Draped Reclining Figure

LE Lithograph

# 2 of 50 

signed and numbered by the artist

image area approx 30" wide x 18" high

framed size approx 40" wide x 26" high
excellent condition. 


Professionally matted and framed in original gallery frame.  Certificate of authenticity from Wolf Schulz Gallery in London.

Modernist sculptor Henry Moore was the most celebrated sculptor of his time.  Moore was born in July 1898 in Castleford, Yorkshire, Englands.  In September 1919 he attended Leeds School of Art on an ex-serviceman's grant. He was soon recognized as a star pupil, and in 1921 won a scholarship to the Royal College of Art in London.  Moore acquired a great interest in primitive art, particularly pre-Columbian sculpture.   In 1926 he held his first one man show, which attracted some distinguished purchasers including Augustus John, Henry Lamb and Jacob Epstein. He was also commissioned to provide a sculpture for the new London headquarters of the London Underground.


Moore  was driven by the idea of direct carving, and at this time everything was laboriously hewn by hand. Moore, though reluctant to join any stylistic grouping, became interested in Surrealism, and showed at the International Exhibition of Surrealist Art held in London in 1936. This was also the year in which his work was first seen in the USA: he was included in an exhibition entitled Cubism and Abstract Art, at the Museum of Modern Art in New York.


In 1943 that he received a  commission for a figure of a Virgin and Child for the church of St Matthew's, Northampton. This was his first draped figure and a more traditional and accessible image than anything he had made so far. The theme of mothers and children continued in his post war sculpture, inspired now by something personal - the birth of a daughter in 1946.

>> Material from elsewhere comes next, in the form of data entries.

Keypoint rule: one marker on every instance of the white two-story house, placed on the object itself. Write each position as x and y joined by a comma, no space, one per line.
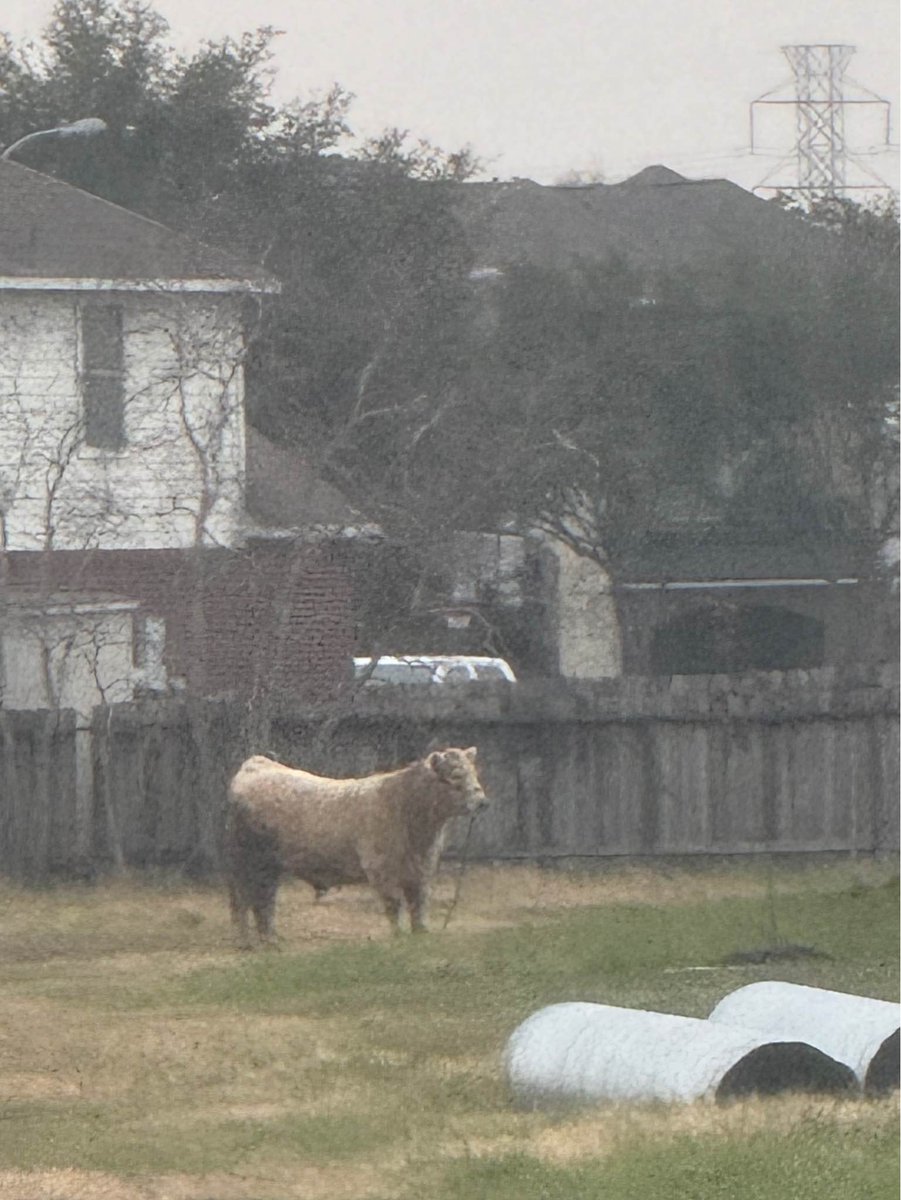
125,558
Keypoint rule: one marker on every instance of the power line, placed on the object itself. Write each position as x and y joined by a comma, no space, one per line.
821,153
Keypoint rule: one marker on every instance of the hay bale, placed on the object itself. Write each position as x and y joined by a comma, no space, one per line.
860,1032
581,1051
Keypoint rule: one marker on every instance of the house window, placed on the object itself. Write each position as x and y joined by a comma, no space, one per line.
102,376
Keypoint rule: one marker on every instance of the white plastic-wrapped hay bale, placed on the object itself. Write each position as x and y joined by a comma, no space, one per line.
581,1051
854,1030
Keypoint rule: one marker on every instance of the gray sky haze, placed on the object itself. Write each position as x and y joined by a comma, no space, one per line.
540,88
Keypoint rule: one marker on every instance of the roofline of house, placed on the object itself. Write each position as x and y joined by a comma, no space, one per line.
712,585
38,283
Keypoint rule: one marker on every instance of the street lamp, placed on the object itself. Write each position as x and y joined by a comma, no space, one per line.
88,127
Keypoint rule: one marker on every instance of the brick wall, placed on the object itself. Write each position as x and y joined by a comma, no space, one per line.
270,618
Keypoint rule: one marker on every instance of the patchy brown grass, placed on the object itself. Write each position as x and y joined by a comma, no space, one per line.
112,1085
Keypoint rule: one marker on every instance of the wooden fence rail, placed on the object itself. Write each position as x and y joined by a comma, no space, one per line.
719,765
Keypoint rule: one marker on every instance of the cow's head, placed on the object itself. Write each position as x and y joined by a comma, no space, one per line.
456,771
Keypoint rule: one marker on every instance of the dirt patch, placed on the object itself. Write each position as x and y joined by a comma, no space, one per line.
304,1183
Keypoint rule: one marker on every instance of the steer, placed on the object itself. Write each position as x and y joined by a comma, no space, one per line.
386,831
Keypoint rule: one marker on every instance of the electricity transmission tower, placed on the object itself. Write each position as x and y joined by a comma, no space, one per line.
821,102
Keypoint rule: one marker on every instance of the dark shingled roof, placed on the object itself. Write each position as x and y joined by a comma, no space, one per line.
656,221
49,229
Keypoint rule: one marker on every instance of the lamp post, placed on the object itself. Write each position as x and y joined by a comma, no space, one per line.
88,127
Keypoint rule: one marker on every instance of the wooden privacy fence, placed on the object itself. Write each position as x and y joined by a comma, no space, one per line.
724,765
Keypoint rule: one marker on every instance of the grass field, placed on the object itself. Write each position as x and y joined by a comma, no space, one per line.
142,1056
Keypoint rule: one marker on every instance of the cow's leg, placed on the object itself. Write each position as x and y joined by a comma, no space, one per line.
392,910
416,895
265,886
239,906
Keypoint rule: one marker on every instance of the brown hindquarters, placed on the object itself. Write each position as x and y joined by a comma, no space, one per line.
252,870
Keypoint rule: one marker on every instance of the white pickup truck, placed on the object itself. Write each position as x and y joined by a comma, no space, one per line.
430,669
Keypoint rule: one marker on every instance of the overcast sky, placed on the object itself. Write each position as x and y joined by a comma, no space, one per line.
544,87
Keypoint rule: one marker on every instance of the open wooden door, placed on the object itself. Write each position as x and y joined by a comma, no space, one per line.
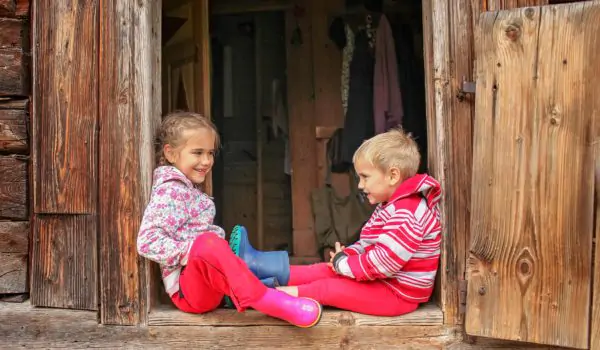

The year 1946 also marked an important stage in the growth of Moore's public reputation - a retrospective exhibition of his work at the Museum of Modern Art in New York was a triumphant success. The show later travelled to Chicago and San Francisco, and then on to Australia. In 1948 Moore was asked to take part in the first post war Biennale in Venice, and carried off the main prize for sculpture. His stature as an artist of international reputation was thus confirmed.


Moore now began to shift from direct carving to the modeling he had once despised. He began in 1952 by building an experimental foundry at the bottom of his garden, in order to learn the fundaments of the process.


Moore created a large number of commissioned works on a massive scale. Some of these, like the screen for the Time Life building in London executed in 1952, could be carved, but others, like the massive Reclining Figure for the Lincoln Center in New York (1961-65), had to be cast. Others again, like another Reclining Figure made for the Unesco Headquarters in Paris (1957-58), though still made of stone, were largely shaped by assistants. 


In his final years, Moore was increasingly criticized for the amount of work he was prepared to leave to his assistants, and for the resulting insensitivity of surface in many of his larger works. The best of his late work is to be found in his drawings. While those of his active maturity nearly always seem to have been made with sculpture in mind.


He was made a Companion of Honour in 1955, and a member of the Order of Merit in 1963. These marks of distinction showed the extent to which Modernist art had now been absorbed and accepted by the traditionally conservative British cultural establishment. His work remained in demand to the end of his life, and continues to fetch high prices at auction.